Near Optimal LP Rounding for Correlation Clustering on Complete Graphs

Introduced about 10 years ago by Bansal, Blum and Chawla, correlation clustering has become one of the standard techniques in machine learning and data mining. This due to several advantages of correlation clustering as compared to other standard clustering methods (e.g. k-means): – Correlation clustering only requires qualitative information about similarities between objects. This makes it applicable in scenarios such as crowdsourced duplicate finding when information about similarities between objects is generated by humans. – Correlation clustering doesn’t require the number of clusters to be specified in advance, producing the number of clusters that best fits the data.

We give new rounding schemes for the standard linear programming relaxation of the correlation clustering problem, achieving approximation factors almost matching the integrality gaps: – For complete graphs our approximation is 2.06-ε for a fixed constant ε, which almost matches the previously known integrality gap of 2. – For complete k-partite graphs our approximation is 3. We also show a matching integrality gap. – For complete graphs with edge weights satisfying triangle inequalities and probability constraints, our approximation is 1.5, and we show an integrality gap of 1.2.

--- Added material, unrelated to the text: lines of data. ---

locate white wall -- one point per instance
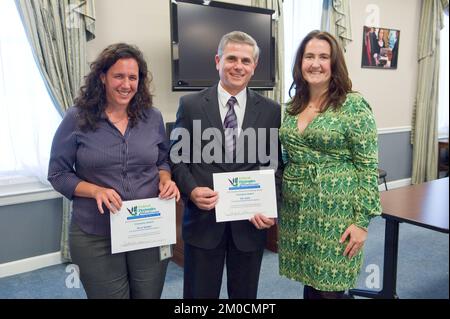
(391, 93)
(145, 23)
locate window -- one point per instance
(28, 118)
(300, 17)
(443, 81)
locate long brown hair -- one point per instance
(91, 99)
(340, 83)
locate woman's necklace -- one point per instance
(117, 121)
(315, 109)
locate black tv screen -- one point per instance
(197, 27)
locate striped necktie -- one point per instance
(230, 125)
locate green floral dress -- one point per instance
(330, 182)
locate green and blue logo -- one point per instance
(243, 183)
(142, 211)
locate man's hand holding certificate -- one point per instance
(245, 194)
(143, 223)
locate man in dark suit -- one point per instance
(238, 244)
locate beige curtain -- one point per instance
(424, 135)
(337, 21)
(277, 26)
(58, 31)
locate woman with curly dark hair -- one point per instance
(111, 146)
(330, 181)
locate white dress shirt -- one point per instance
(239, 107)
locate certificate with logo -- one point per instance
(244, 194)
(143, 223)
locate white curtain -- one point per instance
(443, 81)
(28, 118)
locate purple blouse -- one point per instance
(128, 163)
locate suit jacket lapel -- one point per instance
(211, 109)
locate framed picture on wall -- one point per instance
(380, 48)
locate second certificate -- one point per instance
(244, 194)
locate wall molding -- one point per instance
(30, 264)
(395, 184)
(392, 130)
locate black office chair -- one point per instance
(382, 175)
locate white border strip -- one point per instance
(29, 264)
(14, 199)
(391, 130)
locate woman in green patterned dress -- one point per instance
(330, 182)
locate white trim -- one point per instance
(19, 193)
(29, 264)
(395, 184)
(32, 196)
(391, 130)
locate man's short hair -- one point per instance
(238, 37)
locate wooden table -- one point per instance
(424, 205)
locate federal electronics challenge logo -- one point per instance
(243, 183)
(142, 211)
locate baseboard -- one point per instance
(29, 264)
(395, 184)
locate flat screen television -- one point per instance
(196, 29)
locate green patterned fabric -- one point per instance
(330, 182)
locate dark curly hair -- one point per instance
(91, 99)
(340, 83)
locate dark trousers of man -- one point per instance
(203, 270)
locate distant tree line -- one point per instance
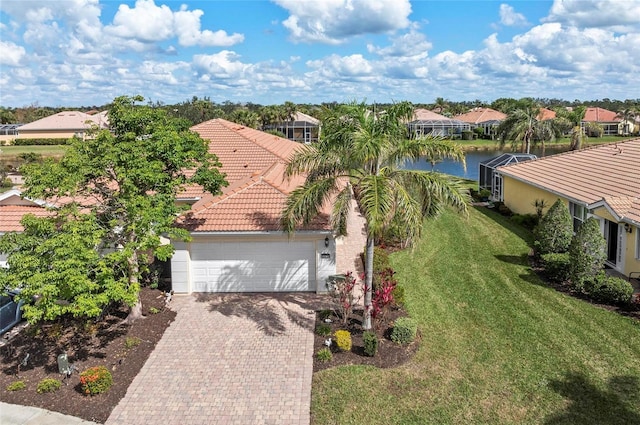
(199, 109)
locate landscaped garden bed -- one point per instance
(120, 348)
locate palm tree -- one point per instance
(360, 157)
(520, 126)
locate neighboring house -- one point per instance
(546, 114)
(62, 125)
(427, 122)
(611, 124)
(601, 182)
(12, 208)
(486, 118)
(237, 242)
(302, 128)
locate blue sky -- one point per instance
(86, 52)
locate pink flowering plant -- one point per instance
(343, 293)
(383, 296)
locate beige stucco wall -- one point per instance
(519, 196)
(49, 134)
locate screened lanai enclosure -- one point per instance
(438, 127)
(490, 180)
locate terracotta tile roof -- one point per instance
(605, 175)
(480, 115)
(10, 216)
(426, 115)
(254, 163)
(546, 114)
(594, 114)
(67, 120)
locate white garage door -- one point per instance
(253, 266)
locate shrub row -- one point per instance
(40, 142)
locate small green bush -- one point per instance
(555, 230)
(404, 330)
(398, 295)
(323, 329)
(131, 342)
(48, 385)
(16, 386)
(587, 253)
(324, 355)
(557, 266)
(370, 343)
(528, 221)
(610, 290)
(343, 340)
(96, 380)
(325, 314)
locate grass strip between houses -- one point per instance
(498, 346)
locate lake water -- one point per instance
(473, 159)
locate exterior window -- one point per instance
(579, 215)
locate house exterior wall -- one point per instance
(183, 261)
(50, 134)
(519, 197)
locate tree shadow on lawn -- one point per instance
(589, 405)
(506, 223)
(271, 312)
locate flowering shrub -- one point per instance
(343, 340)
(48, 385)
(324, 355)
(383, 296)
(342, 292)
(370, 343)
(96, 380)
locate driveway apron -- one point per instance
(227, 359)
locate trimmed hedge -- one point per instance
(609, 290)
(557, 266)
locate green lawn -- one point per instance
(498, 346)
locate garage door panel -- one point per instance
(253, 267)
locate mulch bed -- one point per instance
(123, 349)
(390, 354)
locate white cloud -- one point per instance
(616, 14)
(187, 26)
(332, 21)
(147, 23)
(509, 16)
(10, 53)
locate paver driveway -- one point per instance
(227, 359)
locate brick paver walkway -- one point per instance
(227, 359)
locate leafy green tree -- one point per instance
(520, 126)
(554, 231)
(587, 253)
(128, 179)
(360, 157)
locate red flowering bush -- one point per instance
(383, 295)
(96, 380)
(343, 293)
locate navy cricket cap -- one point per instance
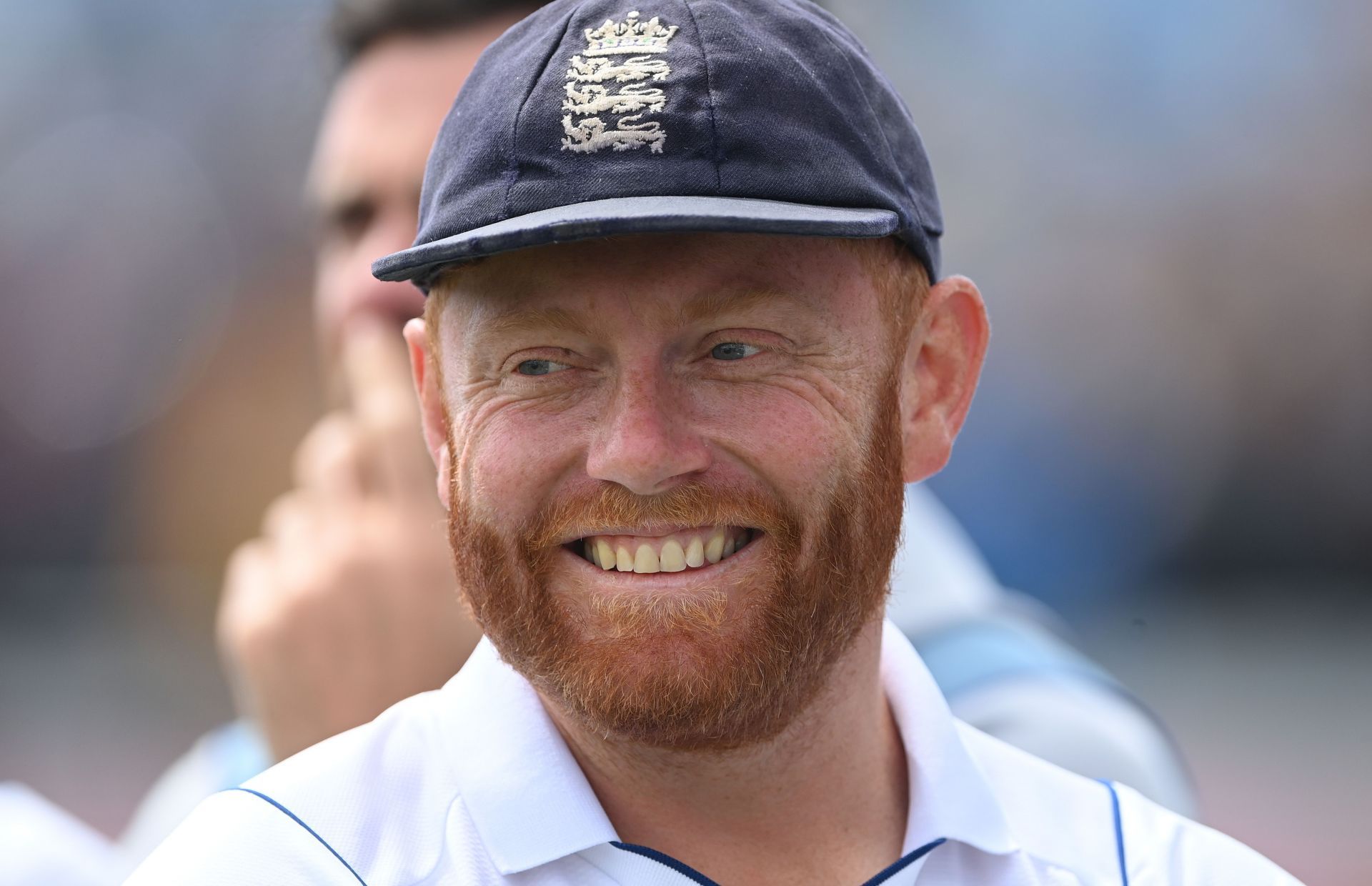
(593, 119)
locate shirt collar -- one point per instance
(950, 795)
(532, 802)
(520, 783)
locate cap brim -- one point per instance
(620, 216)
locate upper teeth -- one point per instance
(670, 553)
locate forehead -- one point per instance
(680, 276)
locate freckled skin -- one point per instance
(637, 397)
(630, 392)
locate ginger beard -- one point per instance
(702, 671)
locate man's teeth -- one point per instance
(672, 553)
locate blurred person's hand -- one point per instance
(347, 604)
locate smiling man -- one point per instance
(685, 342)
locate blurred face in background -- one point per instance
(368, 169)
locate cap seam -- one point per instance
(710, 95)
(881, 131)
(512, 173)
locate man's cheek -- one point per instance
(517, 459)
(781, 437)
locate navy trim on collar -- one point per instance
(696, 877)
(905, 862)
(1115, 805)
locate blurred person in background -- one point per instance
(344, 604)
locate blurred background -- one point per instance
(1168, 206)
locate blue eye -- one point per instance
(538, 367)
(733, 350)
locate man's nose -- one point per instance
(645, 441)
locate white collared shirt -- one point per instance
(474, 785)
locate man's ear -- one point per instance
(423, 365)
(939, 376)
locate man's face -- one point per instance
(369, 165)
(675, 474)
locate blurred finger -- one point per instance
(328, 461)
(386, 408)
(289, 522)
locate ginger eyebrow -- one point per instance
(715, 304)
(537, 320)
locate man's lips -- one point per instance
(682, 550)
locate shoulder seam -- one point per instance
(308, 829)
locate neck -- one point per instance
(823, 801)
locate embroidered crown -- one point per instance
(630, 36)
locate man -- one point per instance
(681, 356)
(344, 604)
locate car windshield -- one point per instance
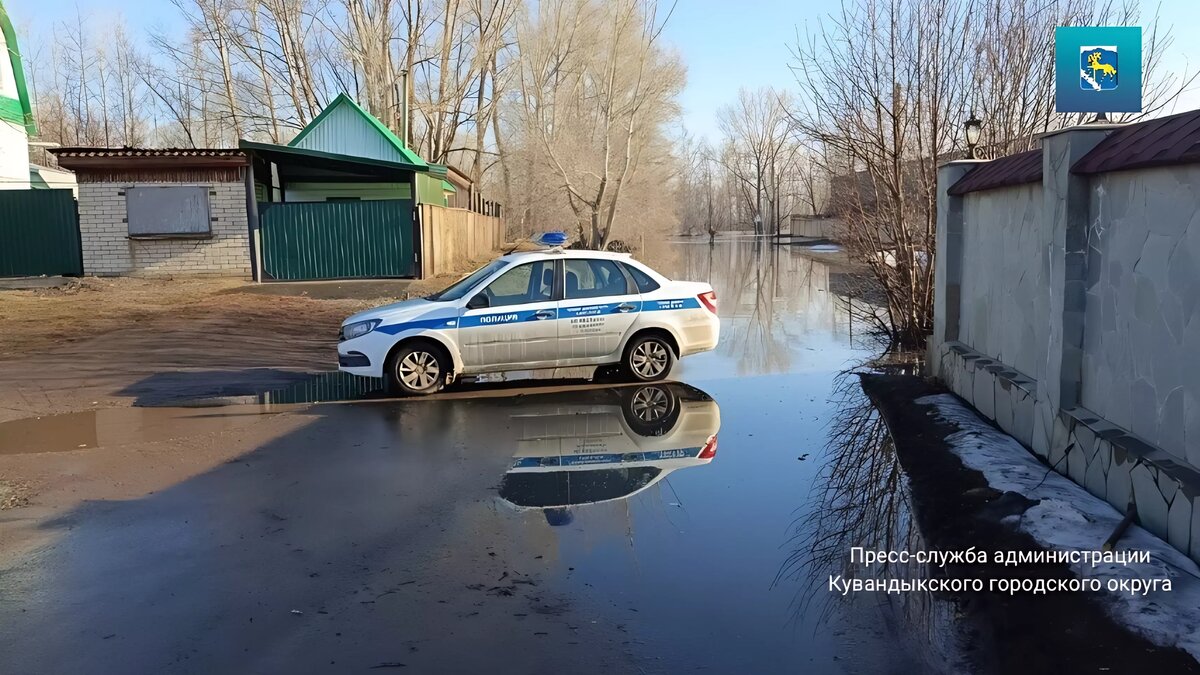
(467, 284)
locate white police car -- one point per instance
(534, 310)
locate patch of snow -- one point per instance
(1069, 518)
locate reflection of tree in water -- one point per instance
(771, 298)
(862, 499)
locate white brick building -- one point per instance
(162, 213)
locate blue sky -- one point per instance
(725, 43)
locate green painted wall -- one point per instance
(430, 191)
(337, 239)
(365, 191)
(40, 233)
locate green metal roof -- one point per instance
(18, 109)
(366, 162)
(391, 138)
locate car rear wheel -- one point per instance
(651, 410)
(648, 358)
(417, 369)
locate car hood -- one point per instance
(401, 311)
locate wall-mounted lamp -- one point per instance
(973, 127)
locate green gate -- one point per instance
(313, 240)
(39, 233)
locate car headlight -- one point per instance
(359, 329)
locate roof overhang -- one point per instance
(83, 159)
(304, 162)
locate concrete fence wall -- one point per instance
(453, 238)
(1068, 312)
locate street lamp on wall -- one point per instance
(973, 129)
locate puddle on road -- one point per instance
(114, 426)
(595, 446)
(615, 497)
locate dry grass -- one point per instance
(37, 320)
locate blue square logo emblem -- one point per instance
(1097, 69)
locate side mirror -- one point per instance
(479, 302)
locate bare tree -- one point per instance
(756, 129)
(885, 87)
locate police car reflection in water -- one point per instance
(603, 444)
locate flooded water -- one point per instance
(671, 527)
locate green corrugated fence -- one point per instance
(39, 233)
(312, 240)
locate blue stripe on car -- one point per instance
(605, 458)
(502, 317)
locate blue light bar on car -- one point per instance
(551, 239)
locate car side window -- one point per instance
(592, 278)
(531, 282)
(643, 281)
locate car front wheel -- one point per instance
(648, 358)
(417, 369)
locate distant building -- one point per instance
(345, 199)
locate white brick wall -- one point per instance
(108, 251)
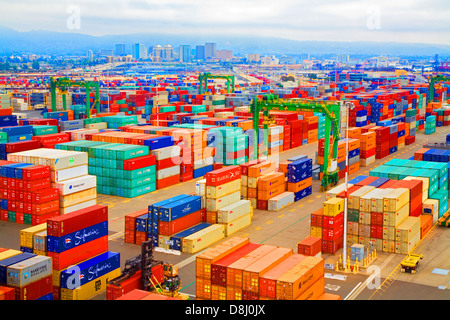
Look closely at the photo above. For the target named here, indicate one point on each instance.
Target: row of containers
(66, 258)
(226, 196)
(390, 210)
(44, 183)
(238, 269)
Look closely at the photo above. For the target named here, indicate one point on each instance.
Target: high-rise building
(210, 50)
(200, 52)
(90, 55)
(119, 49)
(167, 53)
(185, 53)
(224, 54)
(139, 51)
(157, 53)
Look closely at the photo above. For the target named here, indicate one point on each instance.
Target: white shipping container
(405, 247)
(167, 172)
(234, 211)
(281, 201)
(406, 230)
(223, 190)
(237, 224)
(396, 199)
(78, 206)
(69, 173)
(219, 203)
(75, 185)
(203, 238)
(167, 152)
(395, 218)
(200, 187)
(30, 270)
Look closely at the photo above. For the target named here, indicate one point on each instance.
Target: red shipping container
(114, 291)
(139, 163)
(262, 204)
(77, 254)
(376, 231)
(166, 182)
(45, 195)
(310, 246)
(221, 176)
(22, 146)
(38, 219)
(376, 218)
(177, 225)
(219, 268)
(7, 293)
(167, 163)
(35, 289)
(77, 220)
(35, 185)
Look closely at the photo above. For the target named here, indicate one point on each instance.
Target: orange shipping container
(295, 282)
(235, 270)
(316, 290)
(205, 259)
(426, 223)
(267, 280)
(251, 274)
(298, 186)
(270, 181)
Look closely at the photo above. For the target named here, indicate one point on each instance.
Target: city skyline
(400, 21)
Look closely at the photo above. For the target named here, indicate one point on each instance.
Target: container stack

Our results improve a long line of work on approximation algorithms for correlation clustering in complete graphs, previously culminating in a ratio of 2.5 for the complete case by Ailon, Charikar and Newman (JACM’08). In the weighted complete case satisfying triangle inequalities and probability constraints, the same authors give a 2-approximation; for the bipartite case, Ailon, Avigdor-Elgrabli, Liberty and van Zuylen give a 4-approximation (SICOMP’12).

Speaker Details

Grigory Yaroslavtsev is a postdoctoral fellow at the Warren Center for Network and Data Sciences. He was previously a Postdoctoral Fellow in Mathematics at Brown University, ICERM. He received his Ph.D. in Theoretical Computer Science in 2013 from Pennsylvania State University and an M.Sc. in Applied Mathematics and Physics from the Academic University of the Russian Academy of Sciences in 2010.

Grigory works on efficient algorithms for sparsification, summarization and testing properties of large data, including approximation, parallel and online algorithms, learning theory and property testing, communication and information complexity and private data release.